Six South Whidbey wrestlers made the championship match in their weight divisions at the Iron Sharpens Iron Tournament on Saturday, allowing the Falcons to run home with the team title.

In addition to two first-place finishes by seniors Andy Madsen and Calvin Shimada, nine other Falcons finished in the top three.

“The kids were wrestling really well, racking up a lot of points from falls,” said Falcon head coach Jim Thompson. “These guys are going out there a little chippy.”

South Whidbey, a school with about 420 students, has had a difficult time for years filling the lower weights. At the tournament at Bellevue Christian High School, the Falcons didn’t field a wrestler in the 106 and 126-pound weight divisions.

Nonetheless, the Falcons won the tournament handily with 223 total points. Darrington, the second-place team out of nine, scored 172 points.

Leading the way were first-place wrestlers Madsen and Shimada. Madsen is undefeated thus far with six pins in six matches in the 152-pound class. Shimada was in a similar situation at the Bellevue tournament with pins in his three 170-pound matches.

Falcon seniors Tyler Russell, Kyrell Broyles, Jose Chavez and Beck Davis placed second in the 138, 160, 170 and 182 weight divisions, respectively. Broyles was close to winning the championship bout in overtime, but couldn’t capitalize on a few good moves.

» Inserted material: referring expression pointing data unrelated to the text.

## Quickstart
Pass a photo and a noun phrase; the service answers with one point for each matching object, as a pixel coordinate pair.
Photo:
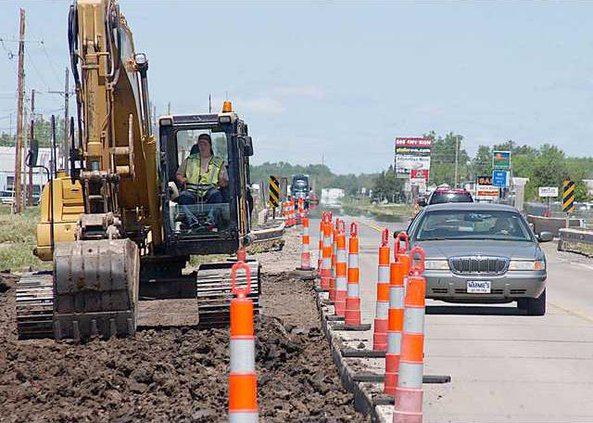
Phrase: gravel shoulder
(178, 374)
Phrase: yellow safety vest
(199, 182)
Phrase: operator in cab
(201, 175)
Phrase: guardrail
(576, 241)
(551, 224)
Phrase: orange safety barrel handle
(240, 292)
(417, 265)
(353, 229)
(385, 237)
(402, 236)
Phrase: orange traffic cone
(327, 254)
(408, 393)
(382, 308)
(305, 254)
(352, 312)
(332, 280)
(242, 378)
(395, 321)
(341, 271)
(320, 243)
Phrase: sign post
(548, 193)
(412, 154)
(568, 199)
(274, 193)
(501, 162)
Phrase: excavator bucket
(93, 292)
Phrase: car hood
(521, 250)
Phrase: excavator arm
(106, 213)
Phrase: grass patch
(17, 240)
(378, 210)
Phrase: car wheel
(537, 306)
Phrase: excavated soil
(174, 374)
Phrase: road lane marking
(575, 313)
(372, 225)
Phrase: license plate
(478, 287)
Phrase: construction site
(171, 265)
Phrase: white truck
(330, 197)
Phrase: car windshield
(472, 224)
(451, 197)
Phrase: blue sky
(340, 80)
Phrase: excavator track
(214, 292)
(35, 306)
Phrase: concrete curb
(363, 402)
(579, 241)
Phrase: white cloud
(303, 91)
(265, 105)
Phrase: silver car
(481, 253)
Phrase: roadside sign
(500, 178)
(274, 191)
(411, 154)
(501, 160)
(484, 180)
(487, 193)
(568, 196)
(419, 174)
(548, 191)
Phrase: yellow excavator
(113, 226)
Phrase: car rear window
(451, 197)
(473, 224)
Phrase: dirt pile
(175, 374)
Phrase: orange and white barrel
(341, 271)
(320, 243)
(382, 306)
(332, 279)
(242, 378)
(327, 254)
(409, 393)
(395, 322)
(352, 312)
(305, 253)
(401, 253)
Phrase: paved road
(506, 367)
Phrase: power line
(39, 74)
(51, 63)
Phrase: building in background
(7, 157)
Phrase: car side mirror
(33, 153)
(247, 146)
(545, 236)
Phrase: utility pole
(31, 137)
(456, 157)
(18, 200)
(65, 145)
(66, 120)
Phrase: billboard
(412, 154)
(501, 160)
(484, 180)
(486, 193)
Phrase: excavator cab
(210, 214)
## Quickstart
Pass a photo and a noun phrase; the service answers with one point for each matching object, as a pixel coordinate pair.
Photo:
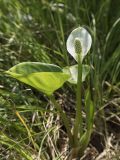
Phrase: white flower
(85, 40)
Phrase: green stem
(64, 119)
(78, 118)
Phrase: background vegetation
(36, 30)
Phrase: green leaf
(73, 72)
(44, 77)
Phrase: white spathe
(85, 39)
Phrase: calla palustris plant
(47, 78)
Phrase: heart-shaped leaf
(73, 72)
(44, 77)
(85, 39)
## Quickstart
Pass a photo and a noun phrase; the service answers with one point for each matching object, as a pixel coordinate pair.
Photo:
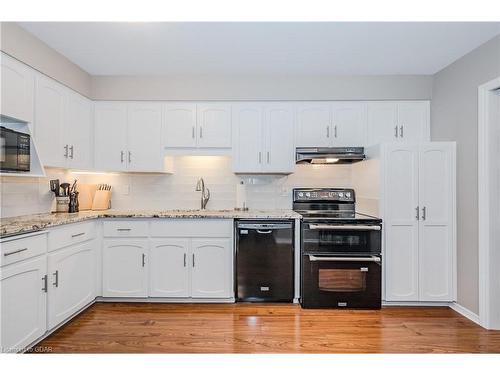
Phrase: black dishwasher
(264, 261)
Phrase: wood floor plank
(268, 328)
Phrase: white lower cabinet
(169, 268)
(24, 303)
(125, 268)
(72, 281)
(211, 262)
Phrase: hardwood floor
(259, 328)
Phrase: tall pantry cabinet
(416, 186)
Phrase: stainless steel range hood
(329, 155)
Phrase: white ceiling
(139, 48)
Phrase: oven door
(340, 238)
(341, 282)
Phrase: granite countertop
(30, 223)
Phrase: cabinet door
(125, 268)
(382, 118)
(314, 121)
(169, 269)
(180, 125)
(413, 121)
(436, 191)
(248, 123)
(18, 85)
(214, 125)
(110, 129)
(24, 303)
(279, 156)
(401, 223)
(211, 268)
(145, 152)
(349, 124)
(78, 131)
(72, 278)
(50, 99)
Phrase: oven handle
(345, 227)
(313, 258)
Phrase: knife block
(102, 200)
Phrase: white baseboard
(465, 312)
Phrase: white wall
(454, 118)
(177, 191)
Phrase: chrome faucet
(205, 193)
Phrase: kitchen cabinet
(17, 89)
(211, 267)
(128, 137)
(419, 221)
(169, 269)
(398, 121)
(197, 125)
(263, 140)
(125, 268)
(72, 281)
(24, 303)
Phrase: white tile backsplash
(20, 196)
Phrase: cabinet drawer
(16, 249)
(67, 235)
(125, 228)
(191, 228)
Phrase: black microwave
(14, 151)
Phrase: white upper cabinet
(398, 121)
(248, 127)
(144, 152)
(77, 133)
(197, 125)
(211, 268)
(279, 148)
(180, 125)
(18, 84)
(110, 129)
(128, 137)
(214, 125)
(24, 303)
(72, 281)
(50, 101)
(314, 124)
(349, 124)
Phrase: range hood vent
(329, 155)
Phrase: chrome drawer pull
(345, 227)
(15, 252)
(313, 258)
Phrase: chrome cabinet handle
(45, 284)
(56, 281)
(15, 252)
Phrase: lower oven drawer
(341, 282)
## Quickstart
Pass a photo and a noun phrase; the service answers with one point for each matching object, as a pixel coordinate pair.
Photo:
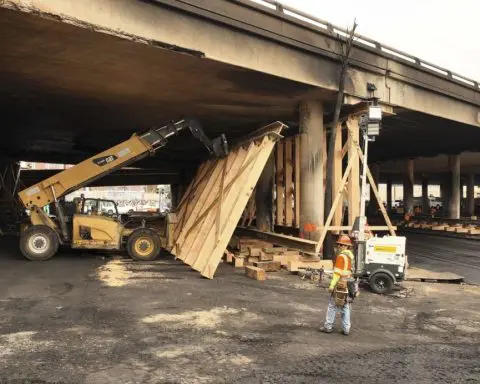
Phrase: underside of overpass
(69, 92)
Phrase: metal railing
(326, 27)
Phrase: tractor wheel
(39, 243)
(381, 283)
(143, 245)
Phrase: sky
(443, 32)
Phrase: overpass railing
(326, 27)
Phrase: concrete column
(471, 195)
(311, 173)
(389, 195)
(264, 197)
(425, 198)
(408, 186)
(454, 162)
(373, 204)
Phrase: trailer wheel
(39, 243)
(381, 283)
(143, 245)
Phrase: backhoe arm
(135, 148)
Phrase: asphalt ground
(86, 318)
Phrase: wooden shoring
(279, 183)
(218, 208)
(296, 191)
(373, 185)
(338, 198)
(288, 178)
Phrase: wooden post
(354, 180)
(455, 181)
(297, 186)
(279, 176)
(471, 194)
(338, 197)
(337, 173)
(377, 195)
(288, 177)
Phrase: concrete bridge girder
(242, 36)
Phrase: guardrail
(326, 27)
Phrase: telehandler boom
(41, 236)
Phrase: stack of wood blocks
(258, 257)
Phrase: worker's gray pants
(332, 311)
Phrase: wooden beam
(337, 174)
(354, 181)
(371, 228)
(279, 182)
(296, 191)
(377, 195)
(335, 204)
(288, 177)
(278, 239)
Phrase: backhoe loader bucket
(220, 146)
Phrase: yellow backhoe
(92, 226)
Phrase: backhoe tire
(39, 243)
(381, 283)
(144, 245)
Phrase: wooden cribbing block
(238, 261)
(309, 258)
(294, 266)
(255, 273)
(284, 259)
(266, 256)
(269, 266)
(252, 251)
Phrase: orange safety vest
(343, 264)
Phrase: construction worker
(340, 299)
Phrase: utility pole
(370, 127)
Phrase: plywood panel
(217, 203)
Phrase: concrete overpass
(79, 76)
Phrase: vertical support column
(354, 179)
(408, 187)
(471, 194)
(280, 183)
(337, 175)
(311, 172)
(174, 196)
(372, 204)
(264, 197)
(296, 181)
(454, 161)
(288, 177)
(425, 198)
(389, 195)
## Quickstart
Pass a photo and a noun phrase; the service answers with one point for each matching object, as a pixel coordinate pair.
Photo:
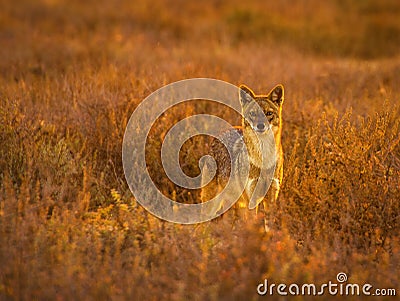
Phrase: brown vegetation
(71, 74)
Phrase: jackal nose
(261, 127)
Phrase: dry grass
(71, 75)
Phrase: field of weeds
(72, 73)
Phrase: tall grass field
(72, 73)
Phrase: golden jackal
(253, 135)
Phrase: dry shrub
(71, 75)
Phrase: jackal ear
(246, 94)
(276, 95)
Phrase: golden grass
(71, 75)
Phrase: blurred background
(71, 74)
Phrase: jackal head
(262, 112)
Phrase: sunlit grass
(71, 75)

“He wrestled a real tough kid from Concrete who was a state qualifier from last year,” Thompson said. “He had him on his back but blew it.”

Where South Whidbey distinguished itself was in the wrestlers’ ability to bounce back from a defeat and fight for the third-place match. Six Falcons battled in the third/fourth-place match, and five won for a third-place finish: Seth Schille in the 120, Hunter Newman in the 132, Donnie Sutton in the 145, Trevor Miller in the 220 and Pierce Jackson in the heavyweight. Josh McElhinny placed fourth in the 138, but his overall place did not count toward the team’s score because teams could only enter one wrestler per weight.